Tressilian s’aperçut que le vin avait fait quelque impression sur le cerveau éprouvé de mon hôte ; sa sortie contre l’ivrognerie en était à ses yeux la meilleure preuve. Comme il avait soigneusement évité de trop boire, il voulut profiter de la franchise qu’inspire ordinairement le vin, pour tirer de Gosling quelques nouveaux renseignements sur Antony Foster et la dame que le mercier avait vue dans sa maison ; mais ses questions ne firent que fournir à mon hôte un nouveau texte de déclamation contre la perfidie du beau sexe, sortie où il emprunta toute la sagesse de Salomon à l’appui de la sienne.

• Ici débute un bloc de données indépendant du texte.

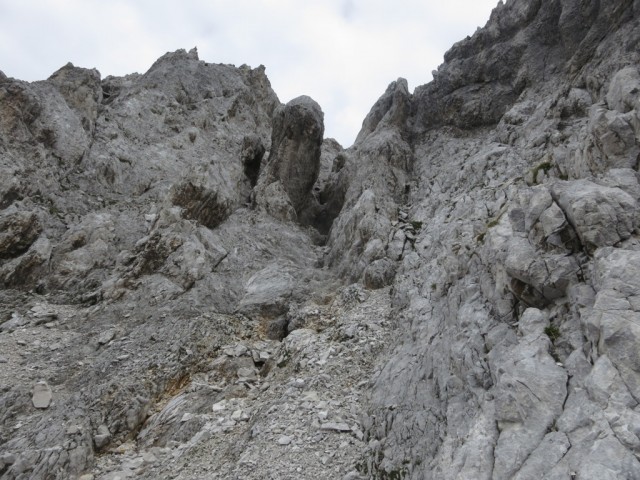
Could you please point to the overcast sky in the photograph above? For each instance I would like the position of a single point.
(343, 53)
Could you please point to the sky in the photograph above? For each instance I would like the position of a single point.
(342, 53)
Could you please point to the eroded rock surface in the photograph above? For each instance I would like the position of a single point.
(188, 267)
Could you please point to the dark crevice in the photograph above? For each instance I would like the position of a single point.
(252, 154)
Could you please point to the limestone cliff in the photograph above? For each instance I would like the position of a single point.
(194, 284)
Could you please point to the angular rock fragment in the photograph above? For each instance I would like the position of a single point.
(42, 395)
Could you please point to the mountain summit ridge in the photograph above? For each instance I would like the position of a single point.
(195, 284)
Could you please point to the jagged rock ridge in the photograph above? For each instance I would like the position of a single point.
(191, 269)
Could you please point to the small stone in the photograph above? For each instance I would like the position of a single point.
(42, 395)
(247, 373)
(103, 436)
(240, 350)
(335, 427)
(106, 337)
(73, 430)
(264, 356)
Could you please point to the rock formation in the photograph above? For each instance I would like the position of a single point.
(194, 284)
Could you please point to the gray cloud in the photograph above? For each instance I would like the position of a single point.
(343, 53)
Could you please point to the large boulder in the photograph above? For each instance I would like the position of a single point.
(294, 160)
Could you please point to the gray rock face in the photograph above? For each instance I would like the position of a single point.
(174, 250)
(294, 159)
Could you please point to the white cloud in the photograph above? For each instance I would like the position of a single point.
(343, 53)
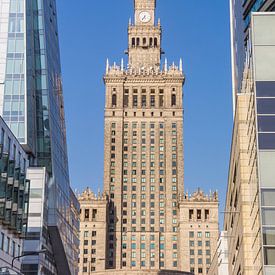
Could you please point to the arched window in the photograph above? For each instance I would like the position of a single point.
(114, 100)
(144, 41)
(174, 100)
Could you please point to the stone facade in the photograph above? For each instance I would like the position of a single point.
(219, 263)
(143, 173)
(143, 167)
(93, 231)
(199, 230)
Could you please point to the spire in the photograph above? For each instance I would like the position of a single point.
(181, 65)
(107, 66)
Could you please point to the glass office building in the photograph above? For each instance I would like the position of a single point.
(241, 11)
(253, 69)
(31, 103)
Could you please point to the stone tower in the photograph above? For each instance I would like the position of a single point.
(143, 173)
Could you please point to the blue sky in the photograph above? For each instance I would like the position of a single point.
(197, 31)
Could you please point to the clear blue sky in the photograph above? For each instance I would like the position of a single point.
(198, 31)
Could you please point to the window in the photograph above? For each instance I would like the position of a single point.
(143, 100)
(199, 214)
(2, 237)
(135, 100)
(114, 100)
(126, 100)
(269, 255)
(152, 101)
(206, 214)
(173, 100)
(191, 214)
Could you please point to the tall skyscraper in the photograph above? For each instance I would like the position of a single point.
(249, 215)
(31, 103)
(240, 25)
(143, 173)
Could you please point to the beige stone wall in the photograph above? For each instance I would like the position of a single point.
(242, 219)
(141, 272)
(93, 230)
(198, 234)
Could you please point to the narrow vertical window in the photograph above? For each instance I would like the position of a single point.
(114, 100)
(152, 101)
(174, 100)
(161, 101)
(135, 100)
(143, 100)
(126, 98)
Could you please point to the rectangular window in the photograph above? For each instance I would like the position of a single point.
(268, 216)
(269, 255)
(266, 106)
(152, 101)
(135, 100)
(269, 236)
(266, 141)
(265, 88)
(266, 123)
(268, 197)
(143, 99)
(191, 214)
(161, 101)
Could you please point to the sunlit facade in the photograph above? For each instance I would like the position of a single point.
(31, 103)
(249, 216)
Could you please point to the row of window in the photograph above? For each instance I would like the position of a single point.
(199, 214)
(192, 243)
(151, 42)
(199, 234)
(200, 252)
(143, 101)
(152, 264)
(152, 246)
(200, 270)
(200, 261)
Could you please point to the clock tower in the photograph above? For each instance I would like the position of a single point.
(144, 45)
(143, 161)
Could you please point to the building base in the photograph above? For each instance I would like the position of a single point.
(141, 272)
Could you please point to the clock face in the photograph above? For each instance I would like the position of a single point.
(144, 17)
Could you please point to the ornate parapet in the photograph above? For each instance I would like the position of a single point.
(89, 195)
(200, 196)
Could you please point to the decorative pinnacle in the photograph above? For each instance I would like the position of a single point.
(107, 65)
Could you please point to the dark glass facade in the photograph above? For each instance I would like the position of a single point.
(34, 110)
(241, 11)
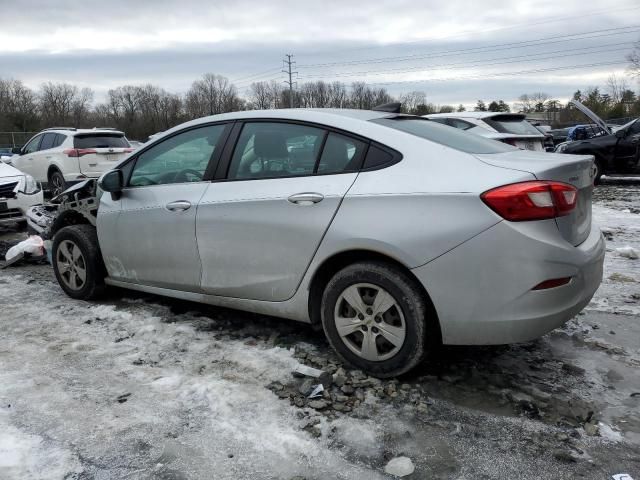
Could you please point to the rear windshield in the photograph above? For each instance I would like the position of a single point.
(100, 140)
(509, 124)
(444, 135)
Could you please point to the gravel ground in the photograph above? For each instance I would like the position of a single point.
(143, 387)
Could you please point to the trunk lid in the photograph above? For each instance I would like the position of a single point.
(576, 170)
(595, 118)
(100, 151)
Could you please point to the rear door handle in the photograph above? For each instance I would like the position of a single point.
(308, 198)
(178, 206)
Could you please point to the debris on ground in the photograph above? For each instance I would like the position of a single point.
(31, 248)
(628, 252)
(399, 467)
(305, 371)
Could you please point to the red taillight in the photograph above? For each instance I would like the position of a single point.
(78, 152)
(535, 200)
(553, 283)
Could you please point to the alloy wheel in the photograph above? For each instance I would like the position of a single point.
(71, 265)
(370, 322)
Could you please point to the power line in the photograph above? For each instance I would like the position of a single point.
(289, 63)
(503, 74)
(476, 32)
(494, 47)
(480, 63)
(259, 74)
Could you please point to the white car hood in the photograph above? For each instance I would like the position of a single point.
(7, 172)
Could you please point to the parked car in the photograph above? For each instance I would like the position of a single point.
(511, 128)
(616, 152)
(5, 154)
(391, 232)
(60, 157)
(18, 192)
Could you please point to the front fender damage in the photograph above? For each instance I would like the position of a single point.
(76, 205)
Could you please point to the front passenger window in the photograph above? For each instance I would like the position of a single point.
(178, 159)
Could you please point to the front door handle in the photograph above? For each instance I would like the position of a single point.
(178, 206)
(308, 198)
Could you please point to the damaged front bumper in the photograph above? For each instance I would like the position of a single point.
(77, 204)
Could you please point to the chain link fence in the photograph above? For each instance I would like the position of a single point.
(14, 139)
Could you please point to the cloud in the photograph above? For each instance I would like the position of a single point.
(105, 44)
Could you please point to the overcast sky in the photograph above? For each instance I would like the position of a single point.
(456, 51)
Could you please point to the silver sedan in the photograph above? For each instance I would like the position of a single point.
(391, 232)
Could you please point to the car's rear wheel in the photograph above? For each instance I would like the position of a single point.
(57, 184)
(77, 262)
(375, 317)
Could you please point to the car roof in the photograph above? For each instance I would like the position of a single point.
(324, 116)
(479, 115)
(75, 131)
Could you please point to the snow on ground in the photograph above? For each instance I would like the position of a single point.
(165, 373)
(141, 388)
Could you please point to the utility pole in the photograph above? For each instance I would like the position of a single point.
(288, 63)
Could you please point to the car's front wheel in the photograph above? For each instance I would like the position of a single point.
(77, 262)
(375, 317)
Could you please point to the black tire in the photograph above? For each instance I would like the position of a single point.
(407, 295)
(86, 240)
(57, 184)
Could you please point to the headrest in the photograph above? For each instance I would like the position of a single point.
(270, 144)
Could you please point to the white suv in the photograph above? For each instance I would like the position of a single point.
(59, 157)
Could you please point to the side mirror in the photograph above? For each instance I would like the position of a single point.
(112, 182)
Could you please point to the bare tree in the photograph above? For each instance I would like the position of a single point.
(525, 104)
(210, 95)
(616, 86)
(260, 95)
(634, 60)
(412, 100)
(18, 106)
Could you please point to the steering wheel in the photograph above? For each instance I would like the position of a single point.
(183, 176)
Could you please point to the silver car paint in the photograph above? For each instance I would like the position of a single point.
(153, 245)
(427, 215)
(246, 228)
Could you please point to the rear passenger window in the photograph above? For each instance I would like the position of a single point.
(270, 149)
(59, 139)
(48, 141)
(341, 154)
(178, 159)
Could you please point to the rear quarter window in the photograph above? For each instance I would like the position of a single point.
(100, 140)
(445, 135)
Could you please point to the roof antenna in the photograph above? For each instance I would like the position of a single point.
(393, 107)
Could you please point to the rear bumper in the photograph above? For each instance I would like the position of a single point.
(16, 210)
(482, 290)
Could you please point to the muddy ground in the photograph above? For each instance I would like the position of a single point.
(142, 387)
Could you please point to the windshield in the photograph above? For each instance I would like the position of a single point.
(512, 124)
(444, 135)
(100, 140)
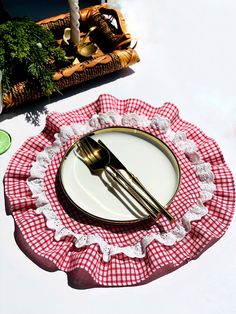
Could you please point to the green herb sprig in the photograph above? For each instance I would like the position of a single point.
(28, 52)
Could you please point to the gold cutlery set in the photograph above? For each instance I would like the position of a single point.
(98, 158)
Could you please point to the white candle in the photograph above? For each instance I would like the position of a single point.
(74, 21)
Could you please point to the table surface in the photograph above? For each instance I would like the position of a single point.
(187, 51)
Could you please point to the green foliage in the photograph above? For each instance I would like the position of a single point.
(28, 52)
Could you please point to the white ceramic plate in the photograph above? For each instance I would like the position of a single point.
(144, 155)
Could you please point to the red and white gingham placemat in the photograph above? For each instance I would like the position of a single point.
(56, 236)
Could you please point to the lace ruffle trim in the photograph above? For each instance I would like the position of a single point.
(194, 213)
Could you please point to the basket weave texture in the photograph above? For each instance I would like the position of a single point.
(114, 52)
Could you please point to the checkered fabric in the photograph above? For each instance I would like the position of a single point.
(120, 270)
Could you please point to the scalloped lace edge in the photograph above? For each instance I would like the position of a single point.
(110, 118)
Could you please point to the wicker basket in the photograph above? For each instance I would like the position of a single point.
(114, 52)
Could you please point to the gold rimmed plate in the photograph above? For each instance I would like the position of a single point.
(146, 156)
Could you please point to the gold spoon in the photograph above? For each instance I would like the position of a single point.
(98, 158)
(87, 49)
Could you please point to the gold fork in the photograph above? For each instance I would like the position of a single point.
(99, 160)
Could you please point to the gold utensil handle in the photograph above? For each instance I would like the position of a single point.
(131, 187)
(118, 165)
(133, 193)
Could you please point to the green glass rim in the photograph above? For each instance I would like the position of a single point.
(5, 145)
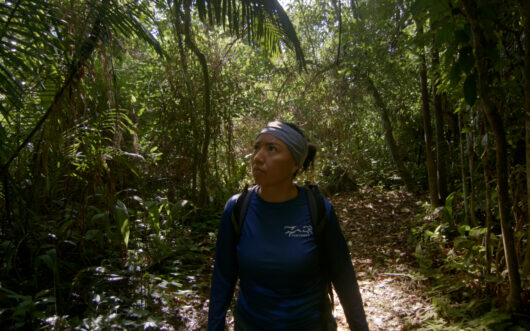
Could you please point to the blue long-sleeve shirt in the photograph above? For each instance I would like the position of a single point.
(279, 269)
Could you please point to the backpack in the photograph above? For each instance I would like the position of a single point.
(317, 210)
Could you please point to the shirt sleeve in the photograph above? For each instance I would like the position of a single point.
(224, 272)
(342, 274)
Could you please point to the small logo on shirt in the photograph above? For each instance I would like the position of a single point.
(298, 231)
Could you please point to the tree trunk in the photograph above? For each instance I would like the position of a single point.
(441, 143)
(471, 162)
(427, 128)
(489, 218)
(483, 64)
(525, 13)
(463, 168)
(389, 136)
(203, 164)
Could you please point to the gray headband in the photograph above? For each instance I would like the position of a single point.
(296, 143)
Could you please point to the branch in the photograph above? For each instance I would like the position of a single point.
(86, 50)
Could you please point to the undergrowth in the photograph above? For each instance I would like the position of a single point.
(466, 288)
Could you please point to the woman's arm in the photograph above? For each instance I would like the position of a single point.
(224, 272)
(341, 272)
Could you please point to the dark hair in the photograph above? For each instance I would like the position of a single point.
(311, 149)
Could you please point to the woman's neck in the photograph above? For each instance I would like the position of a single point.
(278, 193)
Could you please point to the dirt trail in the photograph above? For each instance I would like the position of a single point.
(376, 226)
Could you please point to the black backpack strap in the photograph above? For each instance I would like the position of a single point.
(240, 211)
(317, 209)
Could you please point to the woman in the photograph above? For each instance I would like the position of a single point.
(282, 273)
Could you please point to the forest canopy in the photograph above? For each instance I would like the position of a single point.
(126, 125)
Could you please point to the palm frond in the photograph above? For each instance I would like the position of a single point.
(264, 22)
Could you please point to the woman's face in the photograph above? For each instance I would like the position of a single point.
(272, 162)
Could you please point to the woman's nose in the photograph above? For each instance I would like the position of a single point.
(258, 156)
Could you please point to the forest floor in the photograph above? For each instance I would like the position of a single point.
(376, 225)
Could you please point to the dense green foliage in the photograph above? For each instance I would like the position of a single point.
(125, 126)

Finalement il tourna ses sages avis, assaisonnés d’une bonne dose de reproches, sur ses garçons qui étaient en train d’enlever les restes du souper et de rétablir l’ordre dans la salle ; puis voulant, pour son malheur, joindre l’exemple au précepte, il cassa un plateau et une demi-douzaine de verres, en cherchant à leur montrer comment se faisait le service aux Trois-Grues, dans le Vintry, la taverne de Londres alors la plus renommée. Ce dernier accident le rappela si bien à lui-même, qu’il fut se mettre au lit, dormit profondément, et se réveilla le lendemain un tout autre homme.


  1. Qui fut décapité pour avoir trahi Élisabeth, et servi Marie Stuart, dont il voulait devenir l’époux. a. m.
  2. Réformateurs brûlés sous la reine Marie. a. m.
  3. Les précisiens étaient une espèce de puritains. a. m.
  4. Dragon-fly, demoiselle aquatique. Pour conserver le jeu de mots qui existe dans l’original, nous avons hasardé le mot dragon-mouche. a. m.